Девочка взглянула на него и его протянутую руку. Никто еще никогда не называл ее «Сарика» или другим ласковым именем. Имя «Сара» было закреплено за ней, когда вся ее семья приняла еврейство, еще до того, как она была зачата и рождена, и родители относились к нему с большой серьезностью и не решались заменять его ласковым прозвищем. Сейчас она стыдливо улыбалась Аврааму, и ее рука дрожала в его руке. Многие годы спустя мы часто слышали, брат Яков и я, ту девочку, говорившую из тела нашей матери звучным, неторопливым и усыпляющим голосом и все дивившуюся, в перерывах между глубокими страдальческими вздохами и размешиванием теста, когда и почему она влюбилась в этого худого, чужого человека, что тогда так неожиданно появился в поле, протянул ей свою тонкую руку, взял ее в жены, сделал ей детей и искалечил жизнь.
Оглушительный грохот вспорол тучи, и дождь перешел в чудовищный ливень. Платье облепило тело Сары, ее волосы намокли и отяжелели, стали горячими и блестящими, как послед. Серые базальтовые скалы почернели и засверкали. Пар и шипенье поднимались над ними, когда капли первого осеннего дождя касались жара затвердевшей в их теле лавы. Годы спустя, описывая нам ту минуту, она сравнивала этот шепот камней с шипеньем жарких караваев, когда их вынимают из печи и поливают бойей — глазурной смесью — для придания блеска.
Ее семья жила на краю поселка, в бедном доме из черного базальта. Она отодвинула деревянные ворота двора, загнала гусей в загородку, вошла в дом и не пригласила Авраама следовать за ней. Он не знал, уходить ему или ждать, и пока он раздумывал, из дома вышел крупный бородатый человек и жестом пригласил его зайти.
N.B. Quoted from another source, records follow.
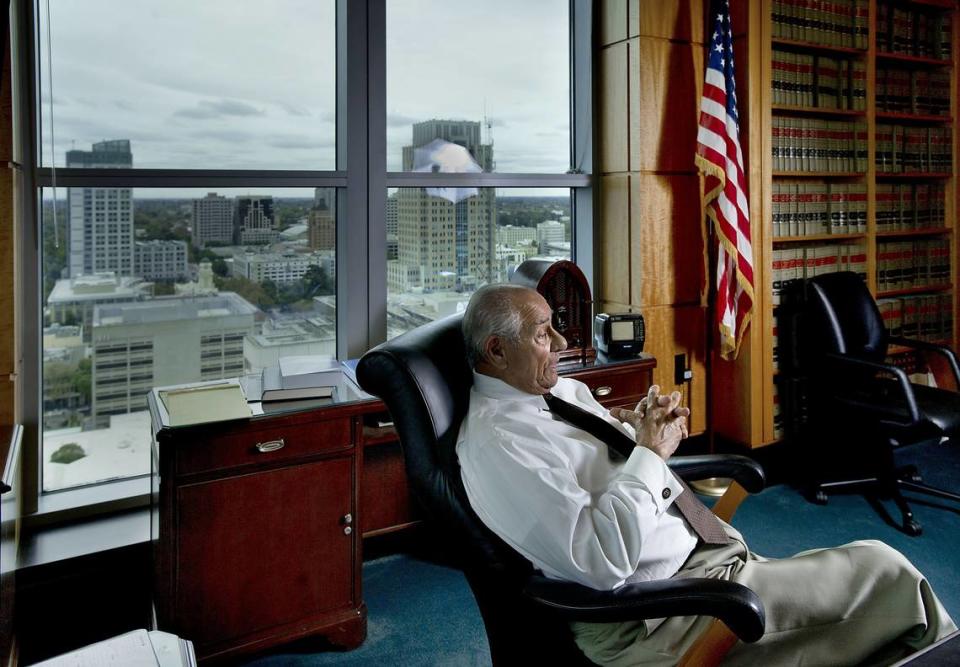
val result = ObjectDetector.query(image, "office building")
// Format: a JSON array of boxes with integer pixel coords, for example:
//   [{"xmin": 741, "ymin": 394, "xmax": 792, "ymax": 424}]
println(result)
[
  {"xmin": 498, "ymin": 224, "xmax": 537, "ymax": 247},
  {"xmin": 133, "ymin": 240, "xmax": 188, "ymax": 281},
  {"xmin": 192, "ymin": 193, "xmax": 234, "ymax": 247},
  {"xmin": 308, "ymin": 188, "xmax": 336, "ymax": 251},
  {"xmin": 231, "ymin": 250, "xmax": 332, "ymax": 286},
  {"xmin": 89, "ymin": 292, "xmax": 258, "ymax": 418},
  {"xmin": 46, "ymin": 273, "xmax": 152, "ymax": 338},
  {"xmin": 65, "ymin": 140, "xmax": 134, "ymax": 278},
  {"xmin": 536, "ymin": 219, "xmax": 566, "ymax": 253},
  {"xmin": 390, "ymin": 119, "xmax": 496, "ymax": 293},
  {"xmin": 235, "ymin": 196, "xmax": 278, "ymax": 245}
]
Большая и голодная сирийская овчарка с подозрением обнюхала его, почуяла запахи пустыни, которые собрались в порах его кожи, и с почтительным страхом отошла. Низенькая женщина накрывала на стол. В глубине комнаты трое могучих парней играли речными голышами, ловко перебрасывая их из руки в руку. Сара стояла у стены, распуская намокшие пряди волос. Она выжимала их, как прачки выкручивают простыни, и вода стекала с них ручьем.
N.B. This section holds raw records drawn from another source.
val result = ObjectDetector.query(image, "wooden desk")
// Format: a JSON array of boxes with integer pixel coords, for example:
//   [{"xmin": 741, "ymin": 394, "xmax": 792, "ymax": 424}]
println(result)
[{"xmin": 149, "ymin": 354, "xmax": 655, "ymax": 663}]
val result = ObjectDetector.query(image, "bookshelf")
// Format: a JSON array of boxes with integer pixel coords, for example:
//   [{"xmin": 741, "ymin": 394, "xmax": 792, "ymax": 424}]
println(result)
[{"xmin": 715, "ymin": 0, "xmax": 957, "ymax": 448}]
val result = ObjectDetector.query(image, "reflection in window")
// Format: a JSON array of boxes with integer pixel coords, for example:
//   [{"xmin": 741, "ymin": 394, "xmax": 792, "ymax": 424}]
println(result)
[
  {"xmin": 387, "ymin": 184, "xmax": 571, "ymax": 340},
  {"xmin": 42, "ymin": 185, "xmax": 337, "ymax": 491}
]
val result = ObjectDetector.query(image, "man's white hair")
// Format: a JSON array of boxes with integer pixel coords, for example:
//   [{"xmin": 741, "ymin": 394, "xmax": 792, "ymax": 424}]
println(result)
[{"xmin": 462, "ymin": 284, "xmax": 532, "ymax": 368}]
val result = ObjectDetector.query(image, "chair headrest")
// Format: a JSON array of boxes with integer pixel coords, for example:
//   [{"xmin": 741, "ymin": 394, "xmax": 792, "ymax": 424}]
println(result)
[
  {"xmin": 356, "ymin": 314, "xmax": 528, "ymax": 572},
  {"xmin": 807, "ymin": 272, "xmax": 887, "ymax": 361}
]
С тех пор как я вернулся домой ухаживать за ним и снять это бремя с Якова, отец уже не раз возвращался к описанию той картины, к той девочке, которая врезалась в его сердце и которой предстояло выйти за него замуж, стать его женой и нашей матерью: милая склоненная головка, капли на бровях, носу и ресницах, сильные руки, выжимающие из прядей ручьи и струи. Он говорил с насмешкой, но дождь все испарялся из ее теплых полос, и сильный сырой запах поднимался над ее головой, как густой туман.
Много лет спустя, возле закрытой двери своей жены Леи, мой брат Яков (бледное лицо в морщинах, правая рука с культей мизинца спрятана в кармане) сказал мне, что каждый мужчина хранит в сердце один-единственный образ своей жены — «портрет перед закрытыми глазами», назвал он его, — образ, выжженный в памяти, как товарное клеймо. «Всю последующую жизнь он накладывает ее на этот портрет, накладывает и сравнивает, накладывает и проклинает, накладывает и плачет».